Microsoft's US$26 billion (S$35.3 billion) acquisition of LinkedIn is the most recent data point affirming this trend.
With more than 2.1 billion smartphone users on the planet spending half of their 5.6 hours per day on the Internet accessing content on those phones, mobile technology has become as ubiquitous as the primary technology interface we use.
The Sidekick system, developed by the Commonwealth Bank of Australia, functions as a mobile HR management system and has been downloaded by more than 10,000 employees. Within a year, it has reportedly reduced payslip requests by 46 per cent, and time-approval requests from hourly workers by 35 per cent. A by-product of this is powerful new information for the HR team to help make employees' work lives better.
Meanwhile, even the concept of "the employee" has been evolving. Uber's legal battle in California heralded the need to redefine what it means to work for a company. Companies such as Upwork, Fiverr, 99Designs, Eden McCallum and locally, Grab, are blurring the classification of talent as a corporate asset.
Moving further down this path may make the ability to build a supply chain of "just-in-time" talent just as important as developing talent organically within a company.
Crunchbase, a funding platform, found that venture-capital investment in the "on-demand economy" rose from less than US$500 million in 30 companies in 2010, to more than US$1.5 billion in 117 companies by 2013.
None of these disruptive technologies could have adequately prepared companies for a "black swan" type Brexit, nor the complex risk of a Donald Trump presidency.
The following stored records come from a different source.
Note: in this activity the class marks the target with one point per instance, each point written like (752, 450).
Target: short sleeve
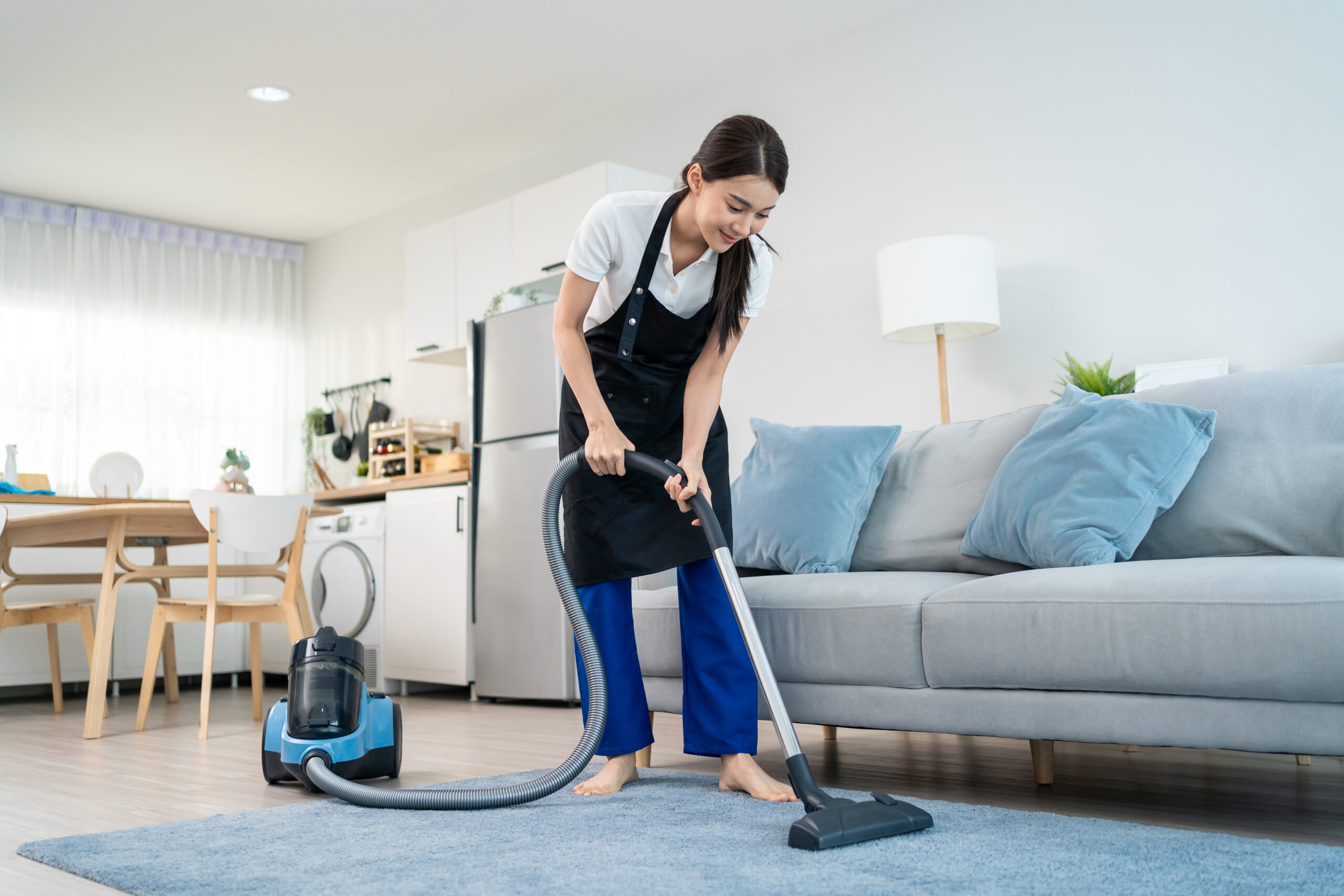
(593, 251)
(760, 285)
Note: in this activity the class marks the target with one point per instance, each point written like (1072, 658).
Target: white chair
(46, 612)
(253, 524)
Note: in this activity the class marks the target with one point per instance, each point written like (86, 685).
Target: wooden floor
(54, 784)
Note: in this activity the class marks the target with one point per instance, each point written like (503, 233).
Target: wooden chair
(50, 613)
(253, 524)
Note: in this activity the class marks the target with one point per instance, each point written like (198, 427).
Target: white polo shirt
(609, 246)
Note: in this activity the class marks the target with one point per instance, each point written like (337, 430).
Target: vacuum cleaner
(332, 730)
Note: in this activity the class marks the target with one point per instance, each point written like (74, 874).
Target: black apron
(618, 527)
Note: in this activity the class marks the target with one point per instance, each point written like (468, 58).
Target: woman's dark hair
(737, 147)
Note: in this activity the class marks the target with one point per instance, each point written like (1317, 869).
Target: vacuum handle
(699, 504)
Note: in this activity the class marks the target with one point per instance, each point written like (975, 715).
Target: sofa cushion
(844, 628)
(1270, 481)
(934, 483)
(1088, 481)
(804, 493)
(1265, 628)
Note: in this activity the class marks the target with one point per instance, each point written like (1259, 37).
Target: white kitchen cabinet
(455, 268)
(432, 292)
(483, 261)
(428, 614)
(546, 217)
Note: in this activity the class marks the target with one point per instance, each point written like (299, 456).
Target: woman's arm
(606, 444)
(704, 387)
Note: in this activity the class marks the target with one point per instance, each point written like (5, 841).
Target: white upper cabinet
(432, 291)
(455, 268)
(546, 217)
(484, 248)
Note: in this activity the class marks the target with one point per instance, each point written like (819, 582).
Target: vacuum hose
(318, 767)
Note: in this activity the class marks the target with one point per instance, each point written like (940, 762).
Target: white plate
(116, 476)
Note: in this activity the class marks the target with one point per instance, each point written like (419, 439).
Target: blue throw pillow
(804, 495)
(1088, 481)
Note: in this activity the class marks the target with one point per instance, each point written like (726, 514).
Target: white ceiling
(142, 107)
Professor Richard Foster at Yale University shows that the average lifespan of an S&P 500 company in the 1920s was 67 years, while in 2012, it was only 15 years. It may be that companies need vastly superior analytics just to cope with increased business volatility.
Standing in the way are still two major impediments to the immediate adoption of people analytics in companies.
First, data silos and incompatible information management systems make meaningful analysis intractable in some cases. This is such a massive problem that the market for enterprise resource planning software (which promises to maintain common standards for data collection and analysis across an organisation) is expected to reach US$41.69 billion by 2020, registering an annual growth rate of 7.2 per cent from 2014-2020.
Second, the analytical capabilities of HR professionals are found lacking - while 63 per cent of chief HR officers surveyed reported using data to provide decision- support insight, only 20 per cent of non-HR leaders agreed.
It will not be long before these tides of change wash onto our shores. SkillsFuture policies may help to make analytical know-how more liquid, increasing the overall stock of data science expertise within HR functions.
Rapidly evolving enterprise software and numerous integrations programmed with an ecosystem of mobile apps may provide the silver bullet that resolves data silos and broadens analytical possibilities.
The final, and perhaps trickiest, change needed lies in the minds of business leaders and HR professionals. By embracing the potential of people analytics, perhaps strategic human capital management can finally be unlocked.
•The writer is CEO and co-founder of EngageRocket.co, a start-up dedicated to improved leadership development and employee engagement through the use of data.